Cuando un ser querido muere, pocas cosas duelen tanto como no saber qué hacer frente a esa ausencia. Elisabeth Kübler-Ross, cuyo centenario de nacimiento se recuerda este mes, dedicó su vida a estudiar y acompañar ese proceso que cada familia atraviesa de manera distinta. Sin embargo, hay algo común a todas las experiencias: quienes las viven necesitan espacio para expresarse, una red de contención y mucha compasión.

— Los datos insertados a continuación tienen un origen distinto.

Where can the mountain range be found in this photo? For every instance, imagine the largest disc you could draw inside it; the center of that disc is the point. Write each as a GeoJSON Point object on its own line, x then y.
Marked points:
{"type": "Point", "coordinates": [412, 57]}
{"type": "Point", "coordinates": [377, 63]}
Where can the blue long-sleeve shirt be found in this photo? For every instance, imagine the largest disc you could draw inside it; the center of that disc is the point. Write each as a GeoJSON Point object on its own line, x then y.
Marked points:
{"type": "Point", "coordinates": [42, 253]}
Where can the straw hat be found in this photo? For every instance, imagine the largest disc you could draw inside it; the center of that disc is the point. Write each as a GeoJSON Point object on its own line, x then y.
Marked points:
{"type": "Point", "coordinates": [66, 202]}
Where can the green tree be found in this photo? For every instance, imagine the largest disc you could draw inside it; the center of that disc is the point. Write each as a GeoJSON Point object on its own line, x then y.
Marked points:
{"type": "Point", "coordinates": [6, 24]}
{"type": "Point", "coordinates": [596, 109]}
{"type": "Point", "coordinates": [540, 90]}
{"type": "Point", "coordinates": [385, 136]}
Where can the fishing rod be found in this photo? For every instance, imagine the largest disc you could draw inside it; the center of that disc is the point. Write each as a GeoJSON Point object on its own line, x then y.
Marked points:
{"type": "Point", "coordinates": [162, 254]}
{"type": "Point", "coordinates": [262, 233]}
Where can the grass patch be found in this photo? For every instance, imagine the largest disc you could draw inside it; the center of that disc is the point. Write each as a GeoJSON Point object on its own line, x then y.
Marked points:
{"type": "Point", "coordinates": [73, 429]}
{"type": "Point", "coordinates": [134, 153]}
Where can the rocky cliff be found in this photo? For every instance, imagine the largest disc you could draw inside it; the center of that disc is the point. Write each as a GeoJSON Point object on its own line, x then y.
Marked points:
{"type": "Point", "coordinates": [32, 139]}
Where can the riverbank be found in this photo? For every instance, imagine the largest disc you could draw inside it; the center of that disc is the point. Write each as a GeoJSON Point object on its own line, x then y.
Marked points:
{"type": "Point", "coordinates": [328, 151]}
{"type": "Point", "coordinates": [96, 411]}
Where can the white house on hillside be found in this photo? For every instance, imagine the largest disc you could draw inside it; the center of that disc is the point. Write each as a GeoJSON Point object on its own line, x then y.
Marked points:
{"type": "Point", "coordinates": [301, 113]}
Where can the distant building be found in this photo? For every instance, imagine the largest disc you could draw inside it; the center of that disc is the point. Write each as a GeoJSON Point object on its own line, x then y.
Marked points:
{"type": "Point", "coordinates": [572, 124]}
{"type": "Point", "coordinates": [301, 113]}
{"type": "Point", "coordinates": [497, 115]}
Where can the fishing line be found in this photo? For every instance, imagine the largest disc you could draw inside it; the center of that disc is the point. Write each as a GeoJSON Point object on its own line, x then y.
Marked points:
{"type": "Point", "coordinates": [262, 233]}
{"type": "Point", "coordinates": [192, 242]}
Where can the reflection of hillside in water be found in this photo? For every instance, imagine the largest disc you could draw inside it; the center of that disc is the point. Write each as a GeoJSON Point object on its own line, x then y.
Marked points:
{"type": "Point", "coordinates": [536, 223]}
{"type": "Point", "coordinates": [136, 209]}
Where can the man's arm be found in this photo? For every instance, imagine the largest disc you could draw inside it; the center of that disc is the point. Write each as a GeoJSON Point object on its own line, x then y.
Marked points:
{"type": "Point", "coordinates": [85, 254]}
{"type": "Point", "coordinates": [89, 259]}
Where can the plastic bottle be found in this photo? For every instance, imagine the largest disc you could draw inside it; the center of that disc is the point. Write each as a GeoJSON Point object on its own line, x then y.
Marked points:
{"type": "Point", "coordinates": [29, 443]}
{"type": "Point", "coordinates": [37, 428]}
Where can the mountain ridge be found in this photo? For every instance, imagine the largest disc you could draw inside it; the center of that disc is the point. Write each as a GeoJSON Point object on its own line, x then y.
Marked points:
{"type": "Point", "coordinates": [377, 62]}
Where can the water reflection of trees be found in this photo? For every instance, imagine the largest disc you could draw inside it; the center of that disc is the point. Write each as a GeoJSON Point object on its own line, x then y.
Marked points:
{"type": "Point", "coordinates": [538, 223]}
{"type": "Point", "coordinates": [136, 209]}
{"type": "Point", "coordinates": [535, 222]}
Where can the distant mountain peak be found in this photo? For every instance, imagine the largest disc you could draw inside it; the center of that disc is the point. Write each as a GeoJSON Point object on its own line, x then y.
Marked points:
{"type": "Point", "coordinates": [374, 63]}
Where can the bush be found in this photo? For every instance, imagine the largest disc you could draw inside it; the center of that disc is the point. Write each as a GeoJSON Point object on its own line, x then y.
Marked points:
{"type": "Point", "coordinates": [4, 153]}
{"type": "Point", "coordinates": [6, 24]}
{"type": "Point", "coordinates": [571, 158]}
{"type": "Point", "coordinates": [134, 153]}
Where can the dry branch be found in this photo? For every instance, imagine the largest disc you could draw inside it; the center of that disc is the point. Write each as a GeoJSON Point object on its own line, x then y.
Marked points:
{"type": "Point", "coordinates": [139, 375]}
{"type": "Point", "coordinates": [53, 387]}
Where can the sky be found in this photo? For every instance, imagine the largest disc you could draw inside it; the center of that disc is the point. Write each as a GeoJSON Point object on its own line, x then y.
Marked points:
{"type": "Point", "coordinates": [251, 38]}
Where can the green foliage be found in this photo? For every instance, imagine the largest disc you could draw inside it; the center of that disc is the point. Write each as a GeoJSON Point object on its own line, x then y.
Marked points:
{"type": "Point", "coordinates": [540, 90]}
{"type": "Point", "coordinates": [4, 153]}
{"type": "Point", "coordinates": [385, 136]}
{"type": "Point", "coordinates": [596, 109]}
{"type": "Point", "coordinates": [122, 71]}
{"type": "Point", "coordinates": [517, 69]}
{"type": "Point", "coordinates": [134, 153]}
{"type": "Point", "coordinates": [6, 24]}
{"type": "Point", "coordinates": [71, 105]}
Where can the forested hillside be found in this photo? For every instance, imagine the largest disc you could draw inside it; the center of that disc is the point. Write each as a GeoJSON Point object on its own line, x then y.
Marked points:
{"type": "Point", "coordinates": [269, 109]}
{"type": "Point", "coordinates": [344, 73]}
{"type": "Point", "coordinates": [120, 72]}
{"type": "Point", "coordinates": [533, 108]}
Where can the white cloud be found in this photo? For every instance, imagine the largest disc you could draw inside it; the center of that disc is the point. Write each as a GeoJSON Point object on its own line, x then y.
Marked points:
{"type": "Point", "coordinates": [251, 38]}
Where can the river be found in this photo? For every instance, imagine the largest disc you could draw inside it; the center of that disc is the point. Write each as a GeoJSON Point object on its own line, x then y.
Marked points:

En Casa Khuyana, su pensamiento sigue orientando la manera en que entendemos el cuidado y el duelo.

A un siglo de su legado, una de sus ideas más liberadoras y  con total vigencia fue que el duelo tiene su propio tiempo. Las emociones aparecen y cada persona las vive con una intensidad y un ritmo propios. Llorar semanas después de la muerte de un hijo, sentir alivio en medio de la tristeza o enojarse sin saber bien con quién son expresiones profundamente humanas, válidas y esperables. Kübler-Ross entendía el duelo como un territorio personal que se recorre con paciencia, y esa mirada sigue siendo una de las más compasivas que la psicología ha ofrecido a las familias que atraviesan una pérdida. Permitirse sentir, en lugar de apresurarse a superarlo, también es una forma de cuidarse.

Otra recomendación que nace del pensamiento de Kübler-Ross en el abordaje del duelo es que la presencia transforma. Para quienes rodean a una persona en duelo, estar, escuchar y sostener la mano de quien sufre tiene un poder sanador. Para quienes atraviesan la pérdida, abrirse a recibir ese acompañamiento, tanto de seres queridos como de profesionales, puede aliviar una carga que suele vivirse en silencio. Compartir el dolor con otras personas que han atravesado experiencias similares ayuda a sentirse sostenidos en un camino que, aunque único e intransferible, puede recorrerse en compañía.

Una de las enseñanzas más conmovedoras de su legado es que el amor persiste después de la muerte. Los vínculos se transforman y permanecen en los recuerdos, en los gestos cotidianos heredados y en la manera en que seguimos hablando de quienes ya no están. Reconocer esa continuidad del vínculo puede ser, para muchas familias, un sostén en los momentos más difíciles. El amor que precede a una pérdida sigue habitando el corazón de quienes quedan, y honrarlo también forma parte del duelo.

A cien años de su nacimiento, Elisabeth Kübler-Ross sigue latente en quienes mantienen viva su mirada y en su obra.  Para quienes deseen acercarse a su pensamiento, recomendamos “Sobre la muerte y los moribundos” (1969), el libro que abrió la conversación global sobre el final de la vida, así como “Sobre el duelo y el dolor” y “Lecciones de vida”, ambos escritos junto a David Kessler.

En Casa Khuyana comprendemos que el cuidado abraza también a quienes han amado y continúan amando después de la partida de un hijo o de otro ser querido. Acompañar el duelo con presencia, paciencia y escucha es una forma necesaria de cuidar.